London Underground’s disabled access and inclusion investigated by researchers

Dr Sam Mutter

Dr Sam Mutter

17 June 2022

The barriers faced by people with disabilities when using public transport in towns and cities is being researched at Aberystwyth University.

The year-long project, funded by the UK Economic and Social Research Council, will take a fresh look at how the design of transport spaces affects their inclusivity and accessibility.

It builds upon the social model of disability, which emphasises the role of the environment in producing or exacerbating disability.

The research will look at how mobile and multi-sensory approaches to how people use and interact with the London Underground, and other urban transport systems, can help improve understandings of accessibility.

This approach considers obstacles such as lack of ramps and lifts, but also finer design details such as the use of colour, sound, lighting, different shapes and textures, and lines of sight.

These details are often encountered only fleetingly, whilst people are on the move, yet can have a major impact on passenger experience.

The research will also consider the wide range of different, and sometimes conflicting, uses of transport spaces. As well as transportation itself, these include social interaction, work, leisure, retail and advertising, which increasingly includes digital and experiential advertising.

The study will look at how those features shape emotional and psychological experiences of transport, and their potential to cause feelings of anxiety and exclusion.
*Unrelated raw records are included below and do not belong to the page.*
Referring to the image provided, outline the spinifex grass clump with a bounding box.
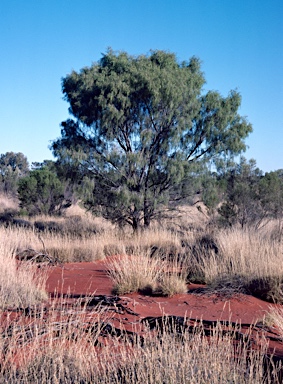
[198,228,283,303]
[0,314,280,384]
[0,231,47,308]
[108,254,187,296]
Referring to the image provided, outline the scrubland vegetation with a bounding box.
[0,194,283,383]
[0,49,283,384]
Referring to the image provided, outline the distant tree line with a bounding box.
[0,49,283,231]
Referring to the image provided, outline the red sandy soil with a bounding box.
[0,260,283,370]
[47,260,283,357]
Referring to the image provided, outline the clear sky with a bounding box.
[0,0,283,172]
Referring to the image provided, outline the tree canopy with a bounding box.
[0,152,29,196]
[52,50,252,230]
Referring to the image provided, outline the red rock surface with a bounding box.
[1,260,283,374]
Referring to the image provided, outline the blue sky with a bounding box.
[0,0,283,172]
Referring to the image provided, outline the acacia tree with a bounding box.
[0,152,29,196]
[51,50,252,230]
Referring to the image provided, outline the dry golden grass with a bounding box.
[108,254,162,295]
[0,308,279,384]
[0,230,47,308]
[198,228,283,302]
[0,193,19,213]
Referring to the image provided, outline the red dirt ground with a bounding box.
[0,260,283,372]
[47,260,283,357]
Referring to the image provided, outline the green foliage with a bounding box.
[218,157,283,227]
[18,167,66,215]
[0,152,29,196]
[52,50,252,230]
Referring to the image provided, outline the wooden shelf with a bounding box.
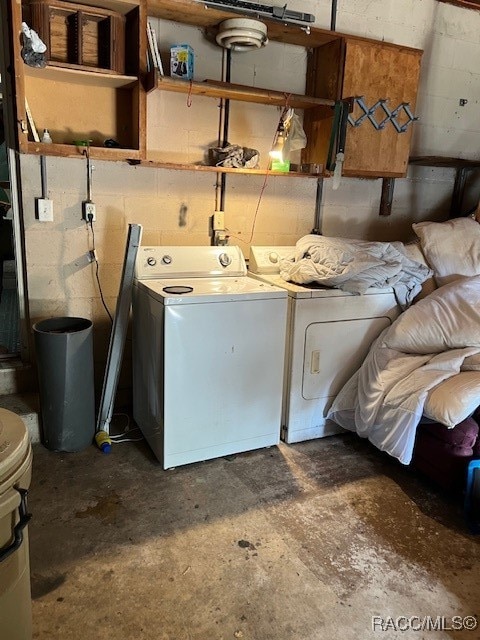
[24,65,138,89]
[27,141,140,161]
[137,160,322,178]
[147,69,335,109]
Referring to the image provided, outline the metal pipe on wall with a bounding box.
[330,0,337,31]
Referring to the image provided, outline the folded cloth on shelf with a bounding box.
[328,276,480,464]
[279,234,433,308]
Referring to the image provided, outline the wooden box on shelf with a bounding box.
[14,0,147,160]
[30,0,125,74]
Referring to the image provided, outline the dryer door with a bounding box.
[302,317,391,401]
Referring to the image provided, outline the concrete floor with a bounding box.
[28,434,480,640]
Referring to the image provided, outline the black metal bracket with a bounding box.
[0,487,32,562]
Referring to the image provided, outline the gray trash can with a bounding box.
[33,318,95,451]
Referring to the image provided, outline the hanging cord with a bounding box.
[187,80,193,107]
[87,220,113,325]
[227,100,292,244]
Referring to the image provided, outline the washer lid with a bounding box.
[136,276,287,305]
[0,408,30,493]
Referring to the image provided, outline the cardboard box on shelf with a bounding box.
[170,44,193,80]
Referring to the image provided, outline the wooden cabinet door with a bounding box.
[342,38,422,177]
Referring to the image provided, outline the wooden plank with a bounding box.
[150,73,333,109]
[140,158,320,178]
[343,39,421,177]
[147,0,422,51]
[7,0,28,151]
[25,142,140,163]
[302,39,345,165]
[25,76,139,149]
[25,65,138,89]
[408,156,480,169]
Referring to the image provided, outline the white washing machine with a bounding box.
[132,246,287,469]
[249,247,400,443]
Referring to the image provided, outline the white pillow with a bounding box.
[423,371,480,427]
[412,218,480,287]
[384,275,480,354]
[392,240,437,302]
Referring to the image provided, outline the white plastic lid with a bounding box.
[0,408,30,493]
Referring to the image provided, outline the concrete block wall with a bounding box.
[15,0,480,404]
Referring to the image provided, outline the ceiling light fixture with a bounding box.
[215,18,268,51]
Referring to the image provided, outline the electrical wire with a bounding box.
[226,107,290,244]
[109,413,144,444]
[87,218,113,325]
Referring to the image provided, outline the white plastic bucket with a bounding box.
[0,408,32,640]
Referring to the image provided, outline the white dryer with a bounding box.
[249,246,400,443]
[132,246,287,469]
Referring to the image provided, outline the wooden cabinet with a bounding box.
[148,0,422,177]
[11,0,146,160]
[9,0,422,177]
[304,36,422,177]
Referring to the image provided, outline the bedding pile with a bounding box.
[328,275,480,464]
[279,234,433,308]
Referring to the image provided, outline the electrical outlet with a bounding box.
[213,211,225,231]
[82,200,97,222]
[37,198,53,222]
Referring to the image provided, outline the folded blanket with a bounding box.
[328,276,480,464]
[279,234,433,308]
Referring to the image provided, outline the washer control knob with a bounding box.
[268,251,278,264]
[218,253,232,267]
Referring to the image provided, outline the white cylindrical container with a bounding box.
[0,408,32,640]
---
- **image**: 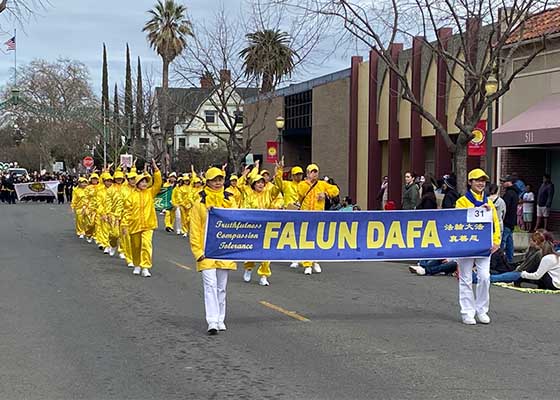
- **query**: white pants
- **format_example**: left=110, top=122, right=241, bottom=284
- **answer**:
left=457, top=257, right=490, bottom=318
left=202, top=269, right=229, bottom=324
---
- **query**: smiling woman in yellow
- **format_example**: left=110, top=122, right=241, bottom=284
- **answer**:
left=123, top=160, right=161, bottom=278
left=190, top=167, right=237, bottom=335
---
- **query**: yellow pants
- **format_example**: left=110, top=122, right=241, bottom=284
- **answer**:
left=165, top=210, right=175, bottom=230
left=243, top=261, right=272, bottom=278
left=181, top=207, right=190, bottom=233
left=130, top=230, right=154, bottom=268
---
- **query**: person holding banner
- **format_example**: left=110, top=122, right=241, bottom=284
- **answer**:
left=241, top=175, right=280, bottom=286
left=455, top=168, right=501, bottom=325
left=190, top=167, right=237, bottom=335
left=70, top=177, right=88, bottom=239
left=298, top=164, right=340, bottom=275
left=123, top=159, right=162, bottom=278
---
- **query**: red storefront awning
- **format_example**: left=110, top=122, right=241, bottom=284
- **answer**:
left=492, top=94, right=560, bottom=147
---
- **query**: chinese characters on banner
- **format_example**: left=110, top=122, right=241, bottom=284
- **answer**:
left=467, top=119, right=486, bottom=156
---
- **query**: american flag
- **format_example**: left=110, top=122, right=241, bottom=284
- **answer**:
left=4, top=36, right=16, bottom=51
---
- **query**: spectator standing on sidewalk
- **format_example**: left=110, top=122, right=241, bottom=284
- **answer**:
left=535, top=174, right=554, bottom=230
left=500, top=175, right=519, bottom=262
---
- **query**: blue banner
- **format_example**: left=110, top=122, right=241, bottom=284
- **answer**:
left=205, top=208, right=492, bottom=261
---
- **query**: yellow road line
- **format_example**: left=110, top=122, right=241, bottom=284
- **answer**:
left=167, top=260, right=192, bottom=271
left=259, top=301, right=309, bottom=322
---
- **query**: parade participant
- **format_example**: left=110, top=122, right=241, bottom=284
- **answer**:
left=190, top=167, right=237, bottom=335
left=85, top=172, right=101, bottom=243
left=123, top=159, right=161, bottom=278
left=456, top=168, right=501, bottom=325
left=163, top=172, right=177, bottom=232
left=298, top=164, right=340, bottom=275
left=70, top=178, right=88, bottom=239
left=120, top=164, right=138, bottom=268
left=241, top=170, right=280, bottom=286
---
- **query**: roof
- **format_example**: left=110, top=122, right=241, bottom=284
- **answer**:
left=492, top=94, right=560, bottom=147
left=506, top=7, right=560, bottom=44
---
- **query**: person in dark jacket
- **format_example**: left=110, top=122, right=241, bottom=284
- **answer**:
left=500, top=175, right=519, bottom=262
left=441, top=175, right=461, bottom=208
left=416, top=182, right=437, bottom=210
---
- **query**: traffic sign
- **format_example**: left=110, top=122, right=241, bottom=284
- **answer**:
left=82, top=156, right=94, bottom=168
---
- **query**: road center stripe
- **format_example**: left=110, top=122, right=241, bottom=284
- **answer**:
left=259, top=301, right=309, bottom=322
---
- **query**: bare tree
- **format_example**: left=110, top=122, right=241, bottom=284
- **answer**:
left=272, top=0, right=557, bottom=191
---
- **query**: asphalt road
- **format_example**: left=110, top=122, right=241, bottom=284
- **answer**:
left=0, top=204, right=560, bottom=400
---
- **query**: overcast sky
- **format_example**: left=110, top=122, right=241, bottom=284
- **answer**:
left=0, top=0, right=350, bottom=93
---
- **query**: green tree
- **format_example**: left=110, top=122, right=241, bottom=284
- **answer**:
left=142, top=0, right=193, bottom=170
left=239, top=29, right=298, bottom=93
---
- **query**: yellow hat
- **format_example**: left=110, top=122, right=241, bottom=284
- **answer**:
left=468, top=168, right=490, bottom=181
left=307, top=164, right=319, bottom=172
left=204, top=167, right=224, bottom=181
left=136, top=172, right=152, bottom=187
left=101, top=172, right=113, bottom=181
left=251, top=175, right=264, bottom=185
left=292, top=167, right=303, bottom=175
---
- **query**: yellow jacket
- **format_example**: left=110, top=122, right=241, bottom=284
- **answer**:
left=455, top=189, right=502, bottom=246
left=123, top=170, right=161, bottom=235
left=189, top=187, right=237, bottom=271
left=298, top=180, right=340, bottom=211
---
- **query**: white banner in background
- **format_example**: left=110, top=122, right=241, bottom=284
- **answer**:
left=14, top=181, right=58, bottom=200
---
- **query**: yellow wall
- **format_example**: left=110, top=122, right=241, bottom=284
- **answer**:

Dr Sam Mutter from the Department of Geography and Earth Sciences at Aberystwyth University commented:

"The difficulties faced by some groups, such as those with physical or mental impairments, when using spaces such as Underground train stations are considerable.These difficulties are not only physical barriers and they don’t only occur at entrances or train doors; they are experienced through multiple senses and emotions, and in the process of movement. There needs to be a better understanding of the needs and demands of people in these environments.”
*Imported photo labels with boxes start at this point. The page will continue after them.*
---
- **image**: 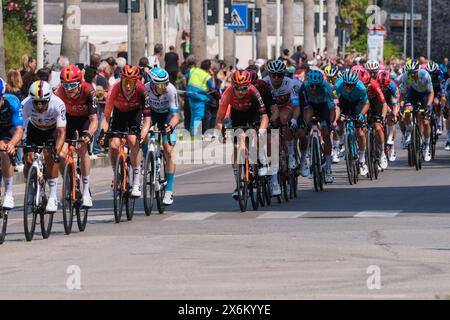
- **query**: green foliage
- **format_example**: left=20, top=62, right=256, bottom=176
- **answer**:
left=3, top=19, right=35, bottom=71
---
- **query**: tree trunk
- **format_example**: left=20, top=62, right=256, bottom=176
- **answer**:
left=129, top=0, right=146, bottom=65
left=327, top=0, right=337, bottom=56
left=189, top=0, right=206, bottom=63
left=256, top=0, right=267, bottom=59
left=61, top=0, right=81, bottom=64
left=282, top=0, right=294, bottom=54
left=0, top=1, right=6, bottom=79
left=303, top=0, right=315, bottom=60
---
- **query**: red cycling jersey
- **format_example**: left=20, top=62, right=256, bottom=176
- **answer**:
left=105, top=81, right=150, bottom=117
left=55, top=82, right=97, bottom=117
left=217, top=85, right=266, bottom=121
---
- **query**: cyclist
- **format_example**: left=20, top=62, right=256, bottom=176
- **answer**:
left=334, top=71, right=370, bottom=176
left=425, top=60, right=446, bottom=135
left=145, top=68, right=180, bottom=206
left=0, top=78, right=23, bottom=210
left=365, top=60, right=380, bottom=81
left=55, top=65, right=98, bottom=208
left=100, top=65, right=150, bottom=198
left=377, top=71, right=400, bottom=162
left=359, top=70, right=388, bottom=170
left=22, top=80, right=67, bottom=212
left=399, top=60, right=434, bottom=162
left=299, top=70, right=336, bottom=183
left=324, top=65, right=344, bottom=163
left=264, top=60, right=300, bottom=192
left=216, top=70, right=268, bottom=200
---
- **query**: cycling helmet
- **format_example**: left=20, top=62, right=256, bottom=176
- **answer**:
left=231, top=70, right=251, bottom=86
left=358, top=70, right=371, bottom=86
left=323, top=65, right=339, bottom=78
left=28, top=80, right=52, bottom=102
left=426, top=60, right=439, bottom=73
left=366, top=60, right=380, bottom=72
left=148, top=68, right=169, bottom=85
left=377, top=71, right=391, bottom=87
left=405, top=60, right=420, bottom=72
left=267, top=60, right=286, bottom=73
left=342, top=71, right=359, bottom=85
left=120, top=64, right=141, bottom=80
left=59, top=65, right=83, bottom=83
left=308, top=70, right=323, bottom=85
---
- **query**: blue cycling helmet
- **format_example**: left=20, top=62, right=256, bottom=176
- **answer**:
left=267, top=60, right=286, bottom=73
left=308, top=70, right=323, bottom=85
left=342, top=71, right=359, bottom=85
left=148, top=68, right=169, bottom=85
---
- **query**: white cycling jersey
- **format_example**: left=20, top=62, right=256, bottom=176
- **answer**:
left=145, top=83, right=178, bottom=113
left=22, top=94, right=67, bottom=131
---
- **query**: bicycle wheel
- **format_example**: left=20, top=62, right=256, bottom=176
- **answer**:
left=113, top=157, right=125, bottom=223
left=237, top=164, right=248, bottom=212
left=0, top=208, right=8, bottom=244
left=23, top=167, right=38, bottom=241
left=156, top=154, right=167, bottom=214
left=344, top=135, right=354, bottom=185
left=143, top=151, right=156, bottom=216
left=62, top=164, right=74, bottom=235
left=248, top=164, right=260, bottom=211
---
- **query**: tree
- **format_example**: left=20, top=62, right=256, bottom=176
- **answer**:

“The project aims to examine the uneven effects of multi-sensory design features on inclusion and accessibility on the London Underground and other Transport for London networks. It begins from the wider premise that current approaches to accessible design within the UK transportation industry are based on narrow interpretations of accessibility which focus primarily on visual information and physical obstacles. As a consequence, design processes often fail to consider the implications of the more subtle, non-visual aspects of the spaces they help produce upon disabled passengers.”

The COVID-19 pandemic has changed many people's relationship with transport and the study will consider this alongside the impact of increased automation of transport infrastructures.

The project will focus on the London Underground but will also highlight policy and design lessons for urban transport systems around the world.

Dr Mutter added:

“The research is going to look at broadening our understanding of this and wider accessibility and inclusion issues. COVID-19 and automation will certainly come into it as considerations. We will be considering transport hubs as lived spaces – how people move around them - and the political and social ramifications of that.”

 As part of the research, there will be engagement with a wide range of relevant organisations. This includes a workshop at the Royal Geographical Society today (17 June 2022) bringing academics from across a range of disciplines together with practitioners in transportation and policy-makers to exchange experiences and ideas.